I just summarized the major "things". DNS blocking applies to all applications, even if they aren't designed for use with web browser extensions. Some native applications fetch advertisements or report excessive telemetry to the publisher; DNS blocking can block that. I seem to remember past news stories about certain native online applications being compromised through the Trident or WebKit browser embedded in the client.
  • APK EDIT: I ENUMERATE MANY OF DNS SECURITY AND RESOURCES OVERUSE FAULTS ABOVE... apk
The other advantage that APK likes to trumpet is that the OS's hosts file parser runs in kernel mode, without an allegedly time-consuming context switch in and out. But that's more dubious for two reasons. One is that because major OS developers haven't spent any blooming time on Blooming, the time for a linear search through a multi-megabyte hosts file greatly outweighs context switch time, which APK Hosts File Engine works around by caching commonly used "good" sites' IPs at the top of the hosts file. The other is that a browser extension avoids the context switch into kernel mode in the first place. --Tepples (talk) 15:23, 22 November 2015 (UTC)
Sorry for not thinking about non-browser applications, but I still feel that the other objections are decisive. I personally use both a (rather small) hosts file and an in-browser ad blocker. --Eighty5cacao (talk) 18:54, 22 November 2015 (UTC)
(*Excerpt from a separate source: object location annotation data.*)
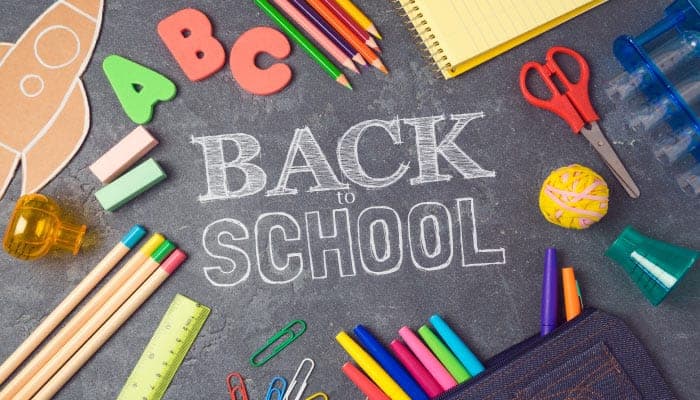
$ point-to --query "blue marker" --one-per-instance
(389, 363)
(458, 347)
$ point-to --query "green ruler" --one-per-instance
(165, 351)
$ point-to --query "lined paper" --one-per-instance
(468, 29)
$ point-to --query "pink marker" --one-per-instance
(436, 369)
(416, 369)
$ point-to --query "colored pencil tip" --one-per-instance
(358, 59)
(351, 66)
(344, 81)
(374, 32)
(380, 66)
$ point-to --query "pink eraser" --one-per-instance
(123, 155)
(431, 363)
(174, 260)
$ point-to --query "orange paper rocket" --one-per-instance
(44, 112)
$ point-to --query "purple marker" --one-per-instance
(550, 292)
(312, 15)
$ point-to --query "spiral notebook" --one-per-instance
(461, 34)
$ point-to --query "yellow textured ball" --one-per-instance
(574, 197)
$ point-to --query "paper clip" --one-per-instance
(303, 384)
(275, 388)
(236, 386)
(318, 395)
(288, 331)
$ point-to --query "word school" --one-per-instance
(279, 247)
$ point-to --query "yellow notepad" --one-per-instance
(461, 34)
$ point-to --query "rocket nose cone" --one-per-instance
(91, 7)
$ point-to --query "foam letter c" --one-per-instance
(249, 76)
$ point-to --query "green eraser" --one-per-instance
(131, 184)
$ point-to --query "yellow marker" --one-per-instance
(371, 367)
(359, 17)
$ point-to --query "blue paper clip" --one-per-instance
(291, 335)
(304, 382)
(276, 389)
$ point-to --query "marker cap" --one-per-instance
(152, 244)
(163, 251)
(134, 236)
(174, 260)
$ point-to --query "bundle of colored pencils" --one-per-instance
(95, 322)
(338, 26)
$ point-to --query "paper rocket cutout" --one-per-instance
(45, 113)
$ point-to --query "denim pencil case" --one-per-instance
(593, 357)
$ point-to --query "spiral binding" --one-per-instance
(427, 42)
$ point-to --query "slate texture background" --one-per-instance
(492, 307)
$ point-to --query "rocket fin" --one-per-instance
(4, 48)
(46, 157)
(8, 165)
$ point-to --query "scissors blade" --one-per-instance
(607, 153)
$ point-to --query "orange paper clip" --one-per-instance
(236, 386)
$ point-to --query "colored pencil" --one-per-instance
(83, 315)
(366, 386)
(344, 31)
(302, 41)
(437, 370)
(572, 301)
(313, 16)
(458, 347)
(359, 17)
(371, 367)
(416, 369)
(110, 327)
(444, 354)
(351, 24)
(130, 239)
(94, 323)
(316, 34)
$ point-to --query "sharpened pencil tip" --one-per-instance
(374, 32)
(358, 59)
(344, 81)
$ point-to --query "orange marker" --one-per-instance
(347, 34)
(572, 300)
(45, 113)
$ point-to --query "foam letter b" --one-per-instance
(188, 36)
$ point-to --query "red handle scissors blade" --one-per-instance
(574, 105)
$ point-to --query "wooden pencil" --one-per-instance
(351, 24)
(321, 23)
(110, 327)
(82, 316)
(71, 301)
(339, 26)
(316, 34)
(291, 31)
(360, 17)
(91, 326)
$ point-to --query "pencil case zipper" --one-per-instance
(504, 358)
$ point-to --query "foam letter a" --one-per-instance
(138, 88)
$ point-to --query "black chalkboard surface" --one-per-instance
(259, 259)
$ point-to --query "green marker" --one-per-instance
(444, 354)
(302, 41)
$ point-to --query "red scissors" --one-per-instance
(574, 106)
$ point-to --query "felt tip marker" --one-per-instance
(389, 363)
(550, 293)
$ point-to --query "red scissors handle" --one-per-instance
(574, 105)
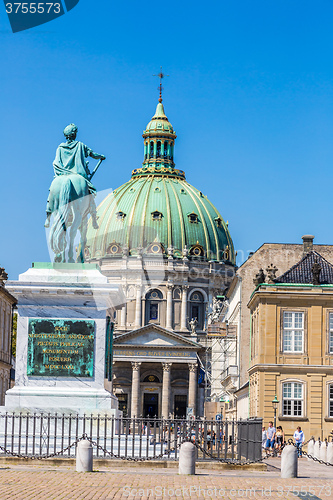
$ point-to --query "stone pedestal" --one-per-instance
(61, 338)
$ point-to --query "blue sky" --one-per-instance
(250, 96)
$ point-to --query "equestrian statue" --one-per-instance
(71, 197)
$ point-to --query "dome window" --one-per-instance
(197, 251)
(155, 248)
(156, 215)
(218, 221)
(151, 150)
(120, 215)
(193, 218)
(165, 150)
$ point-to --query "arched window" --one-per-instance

  • APK EDIT: KERNELMODE IS 1000's of times faster than usermode (& the ip stack has over 45++ yrs. of programmatic refinement in it & is using what you already natively have vs. stupidly & illogically "Bolting on 'MoAr'" in browser addons OR dns servers since hosts is part of the kernelmode faster IP stack) & caching using the local kernelmode diskcaching subsystem as I do it (due to larger hosts file use here) avoids ANY context-switch overheads to usermode (you can't with

addons - they ARE in usermode, & slower because of it as well as their tendency to bloat memory, cpu, & i/o badly with more complexity, room for breakdown, OR exploit due to it).

(FINAL THOUGHTS HERE: YOU CAN KEEP EDITING OUT MY POSTS THAT PROVE ALL OF YOURS COMPLETELY WRONG - GOOD JOB BOYS - YOU'VE GRADUATED TO THE LEVEL OF ALMOSTALLADSBLOCKED DELETING MY POSTS ON THEIR FORUMS! DO YOU THINK THAT FOOLS ANYONE? IT MAKES YOU ALL LOOK LIKE IMBECILES TRYING TO HIDE THE TRUTH THAT I PUT OUT VS. YOUR BULLSHIT!)